During the season opening 27–20 road loss to the Miami Dolphins, Lewan suffered a concussion after a blind side hit by Andre Branch. Lewan missed the rest of the game and the next game against the Houston Texans. He returned from concussion protocol prior in Week 3 against the Jacksonville Jaguars. Branch was fined $10,026 for taunting following the hit. During a narrow 13–12 Week 5 loss to the Buffalo Bills, Lewan left the game early due to a foot injury. He had an MRI, but returned the next week against the Baltimore Ravens. On December 18, 2018, Lewan was selected to his third consecutive Pro Bowl. The Titans missed the playoffs due to a 33–17 loss to the Colts in the regular-season finale, finishing with a 9–7 record for the third consecutive year. Lewan finished the 2018 season playing in 15 games. He was ranked 77th by his fellow players on the NFL Top 100 Players of 2019.

===2019–2023: Later career===
On July 24, 2019, Lewan announced in a video that he was suspended four games after failing a drug test for a banned substance. Lewan was reinstated from suspension on September 30 and was activated four days later. He started all 12 of the Titans' remaining regular-season games, blocking for Derrick Henry as he won the NFL rushing title. The Titans finished 9–7 for the fourth consecutive year and qualified for the playoffs, making it to their first AFC Championship Game since 2003 where they lost to eventual Super Bowl LIV champions, the Kansas City Chiefs. Lewan started all three of the Titans playoff games, blocking for Henry as he ran for almost 200 yards in each of the first two games.

Lewan started the first five games of the 2020 season. During a Week 6 42–36 overtime victory over the Texans, Lewan tore his ACL and was placed on injured reserve on October 19, 2020.

Lewan recovered in time for the start of the 2021 season and started 13 regular season games and in the Divisional Round against the Cincinnati Bengals.

Lewan suffered a knee injury in Week 2 of the 2022 season and was ruled out for the rest of the season. On February 10, 2023, Lewan announced that he believed the Titans would release him and that he would be considering retirement from playing. Lewan was released on February 22.

==Personal life==
Lewan resides in Springfield, Tennessee with his wife, Taylin, and two daughters, Wynne and Willow. Lewan and former Titans teammate Will Compton started a podcast in the summer of 2019 called Bussin' With The Boys. In May 2023, Lewan filed a medical malpractice lawsuit against Dr. James Andrews over an October 2020 surgery to repair a torn ACL that left him with permanent damage.

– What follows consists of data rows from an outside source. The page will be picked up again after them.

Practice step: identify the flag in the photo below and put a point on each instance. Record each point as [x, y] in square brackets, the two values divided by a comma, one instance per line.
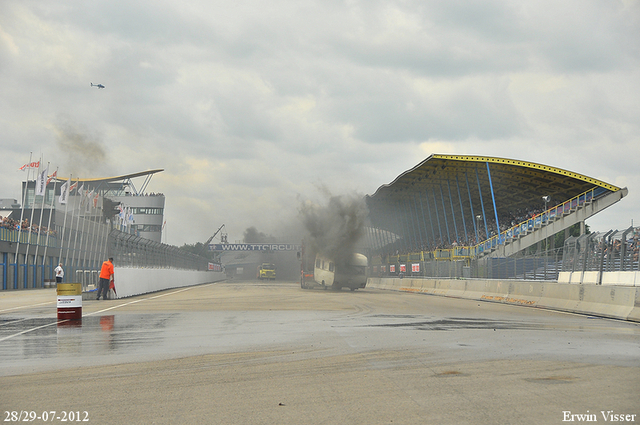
[41, 184]
[52, 176]
[64, 192]
[34, 164]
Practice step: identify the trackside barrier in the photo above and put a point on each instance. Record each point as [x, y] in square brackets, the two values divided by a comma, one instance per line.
[130, 281]
[619, 302]
[608, 278]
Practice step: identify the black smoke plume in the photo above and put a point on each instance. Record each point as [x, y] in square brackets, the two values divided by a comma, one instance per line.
[335, 228]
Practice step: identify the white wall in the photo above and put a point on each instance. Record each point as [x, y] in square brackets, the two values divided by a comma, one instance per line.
[136, 281]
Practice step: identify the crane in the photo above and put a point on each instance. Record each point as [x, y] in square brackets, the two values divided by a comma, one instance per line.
[206, 244]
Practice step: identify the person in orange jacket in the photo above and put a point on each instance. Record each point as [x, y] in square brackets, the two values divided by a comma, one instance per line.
[106, 275]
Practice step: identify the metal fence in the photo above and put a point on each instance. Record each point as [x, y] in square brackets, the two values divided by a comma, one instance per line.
[604, 252]
[133, 251]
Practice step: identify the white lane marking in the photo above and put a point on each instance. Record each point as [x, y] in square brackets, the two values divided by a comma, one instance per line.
[103, 310]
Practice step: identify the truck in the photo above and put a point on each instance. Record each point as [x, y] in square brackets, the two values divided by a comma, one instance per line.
[267, 271]
[321, 271]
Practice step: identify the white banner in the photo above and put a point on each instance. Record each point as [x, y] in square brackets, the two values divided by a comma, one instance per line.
[64, 192]
[41, 182]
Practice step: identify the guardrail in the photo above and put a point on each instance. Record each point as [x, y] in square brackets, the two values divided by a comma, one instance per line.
[27, 237]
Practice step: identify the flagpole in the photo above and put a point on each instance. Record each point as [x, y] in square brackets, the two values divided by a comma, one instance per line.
[66, 257]
[51, 212]
[75, 239]
[44, 196]
[82, 238]
[33, 204]
[64, 194]
[96, 233]
[24, 196]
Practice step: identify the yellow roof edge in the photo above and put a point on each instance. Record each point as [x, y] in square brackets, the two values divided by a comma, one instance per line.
[496, 160]
[114, 178]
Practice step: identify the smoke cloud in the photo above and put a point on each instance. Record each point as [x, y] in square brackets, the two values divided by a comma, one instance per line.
[82, 152]
[334, 228]
[252, 235]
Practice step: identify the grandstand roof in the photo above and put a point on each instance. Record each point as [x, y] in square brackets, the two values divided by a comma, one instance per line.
[516, 184]
[452, 190]
[114, 178]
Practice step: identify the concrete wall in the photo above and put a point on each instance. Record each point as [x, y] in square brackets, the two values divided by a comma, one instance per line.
[137, 281]
[619, 302]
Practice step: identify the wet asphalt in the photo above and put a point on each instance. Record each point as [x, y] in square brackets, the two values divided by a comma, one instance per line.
[252, 352]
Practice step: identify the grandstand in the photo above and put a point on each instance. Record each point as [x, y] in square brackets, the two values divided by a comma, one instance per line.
[460, 207]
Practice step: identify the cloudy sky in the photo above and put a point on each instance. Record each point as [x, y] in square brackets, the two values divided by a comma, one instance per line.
[251, 106]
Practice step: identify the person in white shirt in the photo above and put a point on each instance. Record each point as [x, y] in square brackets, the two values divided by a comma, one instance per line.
[59, 273]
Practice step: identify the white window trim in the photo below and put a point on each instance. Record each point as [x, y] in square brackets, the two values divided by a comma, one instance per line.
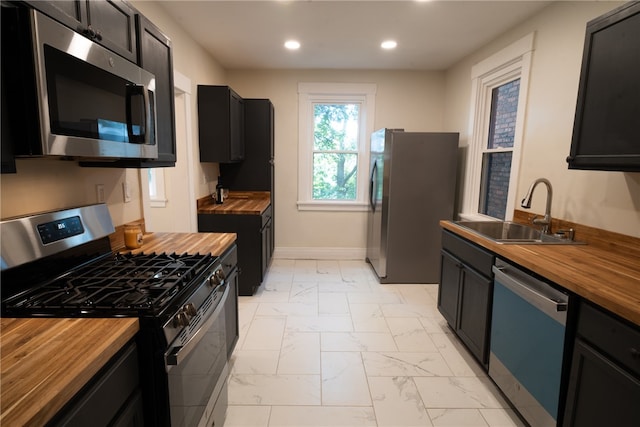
[308, 93]
[510, 63]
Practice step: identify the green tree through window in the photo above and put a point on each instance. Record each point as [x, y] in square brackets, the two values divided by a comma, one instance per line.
[335, 151]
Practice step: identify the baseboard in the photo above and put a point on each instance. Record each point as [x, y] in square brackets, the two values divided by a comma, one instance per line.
[320, 253]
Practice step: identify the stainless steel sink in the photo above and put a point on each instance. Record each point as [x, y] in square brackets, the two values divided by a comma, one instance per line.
[506, 232]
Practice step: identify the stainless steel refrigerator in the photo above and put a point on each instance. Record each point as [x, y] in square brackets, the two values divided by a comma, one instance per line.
[412, 187]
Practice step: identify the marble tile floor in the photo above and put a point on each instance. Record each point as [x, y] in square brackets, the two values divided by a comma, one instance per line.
[322, 343]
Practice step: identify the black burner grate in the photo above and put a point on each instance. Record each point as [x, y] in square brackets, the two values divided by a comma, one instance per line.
[124, 282]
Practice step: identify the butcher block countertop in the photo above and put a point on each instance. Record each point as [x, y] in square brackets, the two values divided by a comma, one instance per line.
[605, 273]
[238, 203]
[45, 362]
[202, 243]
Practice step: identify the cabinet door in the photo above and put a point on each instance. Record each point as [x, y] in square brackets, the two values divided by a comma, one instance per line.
[72, 13]
[220, 124]
[114, 24]
[155, 56]
[236, 127]
[473, 317]
[600, 392]
[448, 288]
[255, 171]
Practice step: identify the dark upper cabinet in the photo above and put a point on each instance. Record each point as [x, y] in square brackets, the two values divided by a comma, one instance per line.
[19, 114]
[256, 171]
[606, 132]
[220, 124]
[155, 56]
[110, 23]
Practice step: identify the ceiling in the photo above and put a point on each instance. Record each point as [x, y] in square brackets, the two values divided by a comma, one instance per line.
[431, 35]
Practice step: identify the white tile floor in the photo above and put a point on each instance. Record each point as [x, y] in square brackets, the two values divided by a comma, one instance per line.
[322, 343]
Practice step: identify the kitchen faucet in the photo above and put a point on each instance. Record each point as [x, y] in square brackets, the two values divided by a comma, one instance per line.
[526, 203]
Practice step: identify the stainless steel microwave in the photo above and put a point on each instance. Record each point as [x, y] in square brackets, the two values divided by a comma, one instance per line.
[90, 102]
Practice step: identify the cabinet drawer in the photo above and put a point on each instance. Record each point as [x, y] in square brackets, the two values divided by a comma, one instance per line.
[468, 252]
[612, 336]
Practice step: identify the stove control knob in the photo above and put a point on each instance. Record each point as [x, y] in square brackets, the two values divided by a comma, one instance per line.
[181, 320]
[190, 310]
[216, 278]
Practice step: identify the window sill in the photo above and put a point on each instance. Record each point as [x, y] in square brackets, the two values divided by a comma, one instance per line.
[333, 206]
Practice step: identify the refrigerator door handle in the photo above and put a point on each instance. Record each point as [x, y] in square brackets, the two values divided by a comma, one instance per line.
[372, 187]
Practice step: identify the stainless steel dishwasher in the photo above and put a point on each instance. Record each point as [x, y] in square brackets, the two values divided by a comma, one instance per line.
[527, 342]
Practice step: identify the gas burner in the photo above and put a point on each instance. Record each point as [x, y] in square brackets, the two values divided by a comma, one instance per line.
[122, 283]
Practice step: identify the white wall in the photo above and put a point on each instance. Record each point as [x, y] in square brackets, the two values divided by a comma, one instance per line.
[411, 100]
[607, 200]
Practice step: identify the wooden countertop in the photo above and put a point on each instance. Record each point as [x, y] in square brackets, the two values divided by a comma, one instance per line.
[609, 278]
[238, 203]
[203, 243]
[45, 362]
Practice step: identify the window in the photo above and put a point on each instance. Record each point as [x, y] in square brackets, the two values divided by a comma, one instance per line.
[499, 93]
[497, 153]
[335, 122]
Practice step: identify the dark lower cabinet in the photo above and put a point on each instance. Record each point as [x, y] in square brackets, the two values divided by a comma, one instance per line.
[465, 292]
[111, 398]
[604, 383]
[253, 235]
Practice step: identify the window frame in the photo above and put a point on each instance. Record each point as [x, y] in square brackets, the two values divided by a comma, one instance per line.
[509, 64]
[329, 93]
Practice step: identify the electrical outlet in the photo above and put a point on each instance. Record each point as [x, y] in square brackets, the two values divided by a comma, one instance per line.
[100, 193]
[126, 192]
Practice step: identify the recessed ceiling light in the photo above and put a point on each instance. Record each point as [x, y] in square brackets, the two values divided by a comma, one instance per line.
[292, 44]
[389, 44]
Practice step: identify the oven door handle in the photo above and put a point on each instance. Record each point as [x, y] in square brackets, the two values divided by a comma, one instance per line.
[177, 354]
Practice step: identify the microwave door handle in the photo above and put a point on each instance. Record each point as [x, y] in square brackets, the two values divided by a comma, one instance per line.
[137, 90]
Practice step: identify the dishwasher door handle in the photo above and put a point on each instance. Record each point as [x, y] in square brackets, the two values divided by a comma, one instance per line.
[539, 294]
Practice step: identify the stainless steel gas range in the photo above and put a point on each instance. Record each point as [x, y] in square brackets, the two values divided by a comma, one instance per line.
[60, 264]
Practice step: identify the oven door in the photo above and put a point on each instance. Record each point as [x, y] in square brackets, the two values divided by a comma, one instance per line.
[197, 368]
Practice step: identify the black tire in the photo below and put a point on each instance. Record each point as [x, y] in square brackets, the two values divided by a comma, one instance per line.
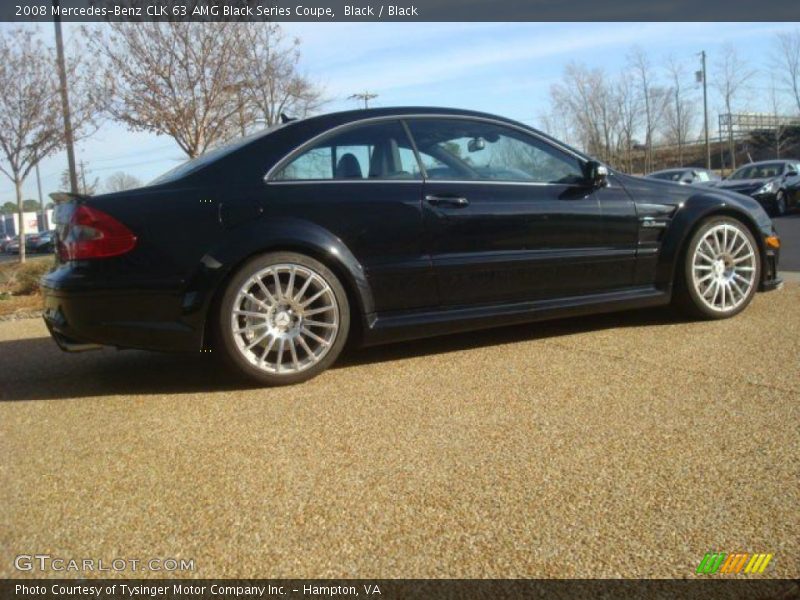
[779, 207]
[687, 297]
[241, 359]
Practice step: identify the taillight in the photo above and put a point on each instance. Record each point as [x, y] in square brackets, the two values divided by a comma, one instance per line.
[91, 233]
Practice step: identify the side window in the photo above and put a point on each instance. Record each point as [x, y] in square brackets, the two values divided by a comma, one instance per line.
[376, 151]
[474, 150]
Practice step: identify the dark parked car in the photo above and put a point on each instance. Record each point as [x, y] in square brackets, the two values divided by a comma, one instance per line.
[766, 181]
[388, 224]
[687, 176]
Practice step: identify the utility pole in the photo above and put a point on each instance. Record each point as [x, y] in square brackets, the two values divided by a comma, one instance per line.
[705, 107]
[41, 202]
[62, 76]
[83, 177]
[365, 96]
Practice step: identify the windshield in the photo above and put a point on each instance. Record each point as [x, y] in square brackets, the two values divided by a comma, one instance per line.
[762, 171]
[667, 175]
[193, 164]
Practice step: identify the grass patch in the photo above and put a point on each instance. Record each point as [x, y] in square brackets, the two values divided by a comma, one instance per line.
[19, 284]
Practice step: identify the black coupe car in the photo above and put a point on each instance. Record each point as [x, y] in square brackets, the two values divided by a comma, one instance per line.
[771, 182]
[388, 224]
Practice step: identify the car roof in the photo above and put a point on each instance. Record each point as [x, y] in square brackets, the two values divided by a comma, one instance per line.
[769, 162]
[675, 170]
[387, 111]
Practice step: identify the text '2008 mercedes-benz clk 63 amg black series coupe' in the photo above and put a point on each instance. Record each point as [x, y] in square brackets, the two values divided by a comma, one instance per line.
[388, 224]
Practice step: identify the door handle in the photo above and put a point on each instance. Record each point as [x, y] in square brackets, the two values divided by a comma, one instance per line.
[453, 201]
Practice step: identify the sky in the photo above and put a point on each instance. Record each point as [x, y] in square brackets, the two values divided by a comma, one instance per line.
[501, 68]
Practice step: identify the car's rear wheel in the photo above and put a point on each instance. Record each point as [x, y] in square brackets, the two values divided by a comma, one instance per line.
[284, 318]
[721, 269]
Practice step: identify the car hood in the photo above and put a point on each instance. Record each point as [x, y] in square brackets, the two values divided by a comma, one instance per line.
[744, 186]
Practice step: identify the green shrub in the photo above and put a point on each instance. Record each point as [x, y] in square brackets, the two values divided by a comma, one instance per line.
[22, 280]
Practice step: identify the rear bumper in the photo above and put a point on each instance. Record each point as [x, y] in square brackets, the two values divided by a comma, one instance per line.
[82, 319]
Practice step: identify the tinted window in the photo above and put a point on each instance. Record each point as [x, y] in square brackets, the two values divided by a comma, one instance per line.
[473, 150]
[376, 151]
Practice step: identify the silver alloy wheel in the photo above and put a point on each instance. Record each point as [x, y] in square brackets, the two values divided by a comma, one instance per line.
[285, 319]
[724, 267]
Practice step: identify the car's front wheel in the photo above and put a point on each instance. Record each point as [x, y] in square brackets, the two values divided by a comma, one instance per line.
[721, 269]
[284, 318]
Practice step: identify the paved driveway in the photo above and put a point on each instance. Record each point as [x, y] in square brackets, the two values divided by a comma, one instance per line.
[622, 445]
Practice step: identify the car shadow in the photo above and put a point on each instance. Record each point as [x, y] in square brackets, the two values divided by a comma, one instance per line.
[35, 369]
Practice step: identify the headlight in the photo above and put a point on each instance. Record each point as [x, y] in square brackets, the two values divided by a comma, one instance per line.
[768, 188]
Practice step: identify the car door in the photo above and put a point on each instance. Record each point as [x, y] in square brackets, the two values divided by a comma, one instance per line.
[510, 217]
[363, 185]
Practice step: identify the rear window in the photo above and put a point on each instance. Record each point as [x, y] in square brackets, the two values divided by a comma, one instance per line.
[192, 165]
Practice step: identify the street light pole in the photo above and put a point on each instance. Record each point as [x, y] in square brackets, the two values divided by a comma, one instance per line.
[62, 77]
[41, 202]
[705, 109]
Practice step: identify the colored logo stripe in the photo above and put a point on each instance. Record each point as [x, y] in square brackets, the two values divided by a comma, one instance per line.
[717, 561]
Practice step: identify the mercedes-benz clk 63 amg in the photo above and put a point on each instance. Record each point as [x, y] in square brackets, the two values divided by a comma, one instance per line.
[388, 224]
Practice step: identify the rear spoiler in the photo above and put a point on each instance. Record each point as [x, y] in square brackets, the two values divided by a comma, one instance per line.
[63, 197]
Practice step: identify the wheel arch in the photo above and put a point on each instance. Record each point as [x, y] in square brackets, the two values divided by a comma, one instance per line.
[289, 235]
[686, 222]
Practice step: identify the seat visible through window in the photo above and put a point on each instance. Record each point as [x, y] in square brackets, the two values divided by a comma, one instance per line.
[348, 167]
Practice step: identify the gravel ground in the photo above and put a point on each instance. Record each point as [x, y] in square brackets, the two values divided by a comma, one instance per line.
[620, 445]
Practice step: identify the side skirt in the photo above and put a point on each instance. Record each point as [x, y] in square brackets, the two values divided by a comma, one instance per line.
[419, 324]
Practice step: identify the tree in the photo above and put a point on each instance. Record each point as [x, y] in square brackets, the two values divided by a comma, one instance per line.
[679, 115]
[586, 97]
[630, 107]
[654, 98]
[177, 79]
[271, 82]
[788, 61]
[779, 133]
[119, 182]
[732, 75]
[31, 125]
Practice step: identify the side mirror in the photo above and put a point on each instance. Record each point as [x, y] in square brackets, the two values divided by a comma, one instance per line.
[596, 174]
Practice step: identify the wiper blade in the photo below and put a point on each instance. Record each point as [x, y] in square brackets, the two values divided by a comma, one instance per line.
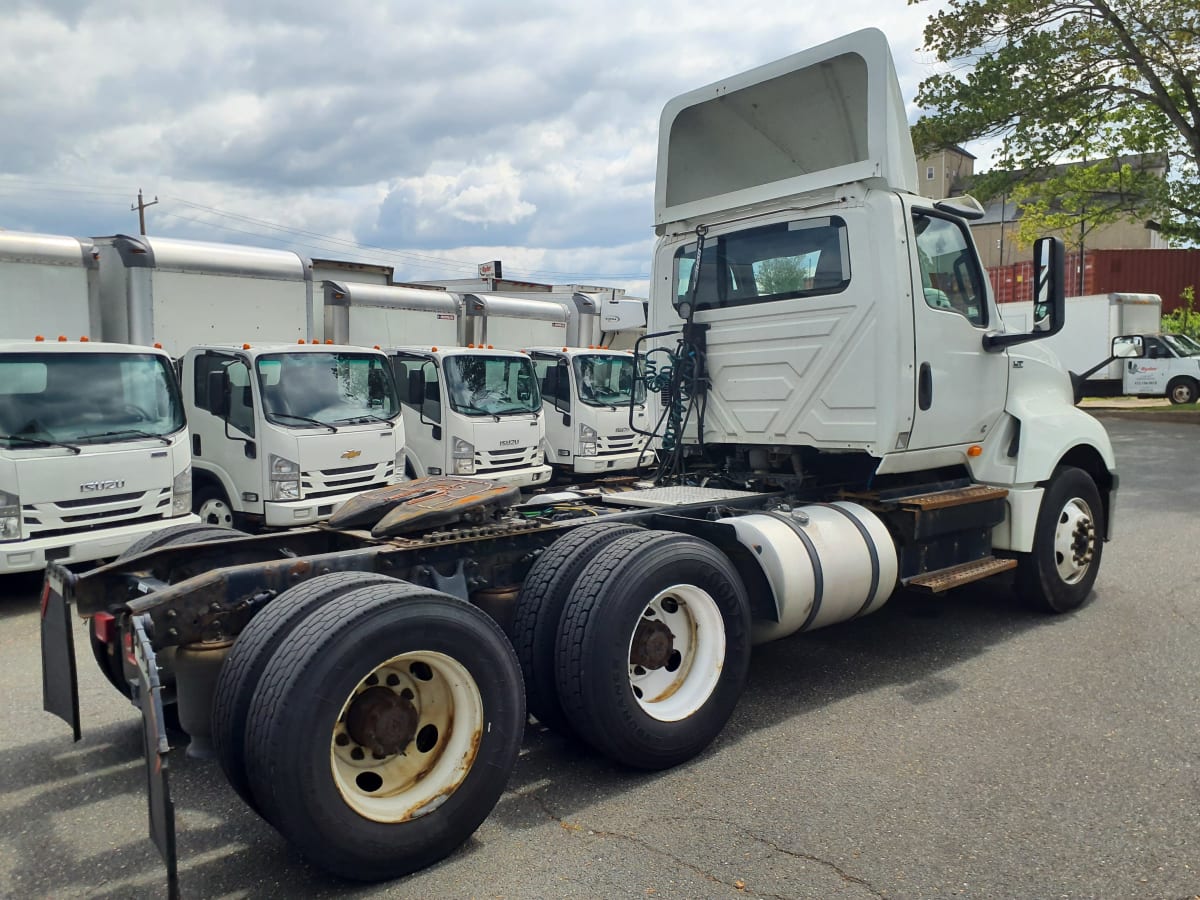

In 2025, Lewan hosted the Netflix reality competition television series Battle Camp.

== Legal issues ==
Lewan had been accused of threatening a woman who was allegedly raped in 2009 by University of Michigan teammate Brendan Gibbons by saying, "I'm going to rape her because, [Gibbons] didn't." When asked about the incident at the NFL combine, Lewan stated, "I've said a lot of dumb things, but those are not things I've said. I would never disrespect a woman like that. I consider myself a guy who holds doors, not threatens people."

Lewan was charged with three misdemeanors for an assault in Ann Arbor on December 1, 2013. The charges stem from a confrontation that took place about 12:30 a.m. after Ohio State University defeated the University of Michigan, and two Buckeyes fans reported being assaulted. Lewan pleaded guilty to two misdemeanor charges -- disorderly person drunk and disturbing the peace -- as part of a plea agreement, dismissing the three previous assault charges.